Reasons for Fluctuations in Gross Profit Ratio

Gross Profit on Sales

Gross profit simply means income accrued over and above the cost of goods sold. While assessing the gross profit, we give importance to the variable costs only. Cost of Materials, labor and other variable expenditure is considered here. For example: An organization sold goods amounting to Rs. 1 crore, there were no opening and closing stocks, The Cost of Goods Sold is Rs. 60 Lakhs. Then the Gross profit of the organization is 40%.

Gross profit percentage can be determined by

Gross Profit/Sales*100

Importance of Gross profit:

  • Profit is the prime objective of doing Business.
  • Bankers while providing loans pay attention towards the earning capacity of the organization i.e. Gross Profit.
  • Various Institutions while rating organization consider gross profit ratio.
  • It determines the efficiency of organization.
  • It determines whether the organization will be able to meet all its liabilities within the given period of time.
  • It is a means to employees to determine whether they will receive Bonus, incentives and other benefits in future.

Thus, it becomes necessary to determine what the factors that can influence the gross profit are.

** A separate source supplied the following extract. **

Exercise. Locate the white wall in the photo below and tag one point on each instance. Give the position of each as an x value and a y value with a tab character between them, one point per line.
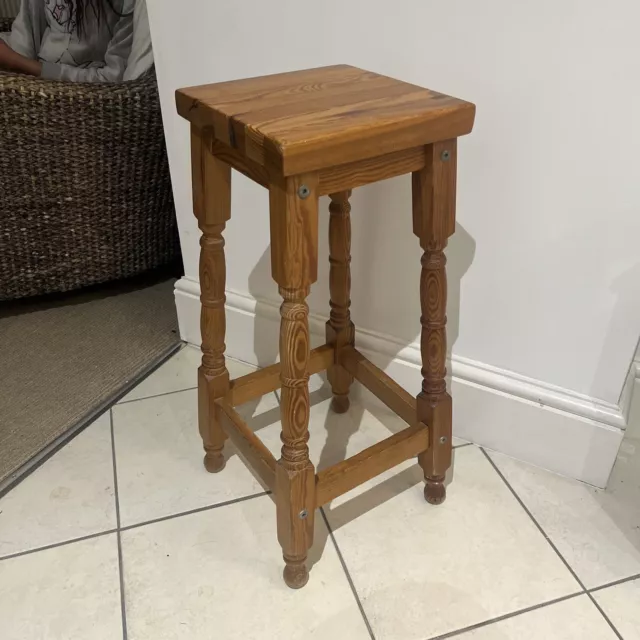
545	266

Reasons which increase gross profit:

1] Understating Opening Stock:

Organization sometimes understate the opening stock purposefully, this will result in reduction on debit side resulting in increase in the amount of Gross Profit. Auditors should check the opening stock value from the previous year’s audit report. Auditor should check that inventory is valued at net realizable value or cost whichever is lower.

2] REDUCTION IN PROVISION OF EXPENSES CONSIDERED IN TRADING ACCOUNT:

Organization may not make full provision of expenditure that is likely to occur. Thus reducing expenditure from trading account would lead to increase in the gross profit.
Auditor should determine whether provisions are appropriate by checking previous year provisions and current year recent developments.

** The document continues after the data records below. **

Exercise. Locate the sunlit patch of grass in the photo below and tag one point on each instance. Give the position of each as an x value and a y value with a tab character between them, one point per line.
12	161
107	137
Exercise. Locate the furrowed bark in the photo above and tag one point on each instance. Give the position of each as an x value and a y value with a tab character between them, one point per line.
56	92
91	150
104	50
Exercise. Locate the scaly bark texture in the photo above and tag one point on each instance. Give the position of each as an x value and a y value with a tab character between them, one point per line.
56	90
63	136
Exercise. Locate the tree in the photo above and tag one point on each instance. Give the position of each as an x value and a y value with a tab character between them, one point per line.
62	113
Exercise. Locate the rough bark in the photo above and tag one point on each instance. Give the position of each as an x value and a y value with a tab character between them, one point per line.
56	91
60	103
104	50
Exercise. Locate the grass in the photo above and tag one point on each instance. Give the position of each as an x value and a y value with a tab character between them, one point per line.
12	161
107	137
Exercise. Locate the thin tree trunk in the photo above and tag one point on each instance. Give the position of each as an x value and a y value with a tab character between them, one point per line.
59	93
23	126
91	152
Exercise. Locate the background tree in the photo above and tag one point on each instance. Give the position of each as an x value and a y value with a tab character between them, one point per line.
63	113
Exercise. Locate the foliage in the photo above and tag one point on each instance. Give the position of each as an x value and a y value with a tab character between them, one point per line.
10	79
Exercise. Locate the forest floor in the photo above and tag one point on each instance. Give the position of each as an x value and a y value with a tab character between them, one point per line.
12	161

3] CONSIDERING GOODS LYING AT THIRD PARTY PLACE AS SALES:

Goods lying at third party places should not be considered as sales. These goods might be at an agent’s place which are not sold and may be returned back. Goods sent to third party may be for use and are in nature of being returned back. Organization in order to increase profit and sales may consider goods lying at third party as sales and may after some time say years may take the goods back by passing entry of sales return.

4] IMPROPER EXPENSES ALLOCATION

Organization may allocate expenses according to their needs.
Example: Purchase of Raw material may be recorded as some other expenses and instead of debiting in trading a/c., they may debit it in profit and loss a/c.  Leading to increase in gross profit and decrease in net profit.
Auditor should vouch the bills properly and should check whether the expenses are recorded in appropriate heads.

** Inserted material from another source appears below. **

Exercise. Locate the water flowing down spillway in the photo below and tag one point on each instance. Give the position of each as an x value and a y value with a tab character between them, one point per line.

5] OVERVALUING CLOSING STOCK

Organizations may in order to increase profit overvalue the Closing stock. Sometimes even the basis of valuation may be changed as compared to opening stock. Even sometimes organization may overstate inventory than it actually exists.
Auditor should design his Substantive procedures such that he is able to determine these frauds.

Reasons Which Decreases Gross Profit

1] OVERSTATING OPENING STOCK:

Overvaluation of opening stock will increase debit side of trading account which will lead to increase in expenditure and thus gross profit would be lowered.

2] EXCESSIVE PROVISIONS MADE

Organization may make excessive provisions for expenditure which are not required.
An analysis of overall trading expenditure needs to be carried out by Auditor


3] RECORDING EXPENDITURE IN INCORRECT HEADS:

False fully diverting P & L expenses to trading account, recording expenditure which are not incurred and are not likely to be incurred in the year. Auditor must check whether there exists appropriate evidence in regards to this expenditure. Expenses incurred in cash should be checked in entirety. Sampling should not be applied.

4] UNDER VALUATION OF CLOSING STOCK

Organizations may under value closing stock resulting in reduction of credit side of trading account leading to overall reduced gross profit ratio. Organization may not consider FG stock in entirety. Auditor should check these items in detail. Physical Verification should be carried out.

5] INCREASED PURCHASES OF RAW MATERIAL,INCREASED FREIGHT INWARD,REDUCED SALES,   INCREASED SALES RETURN ETC MAY LEAD TO REDUCTION IN GROSS PROFIT.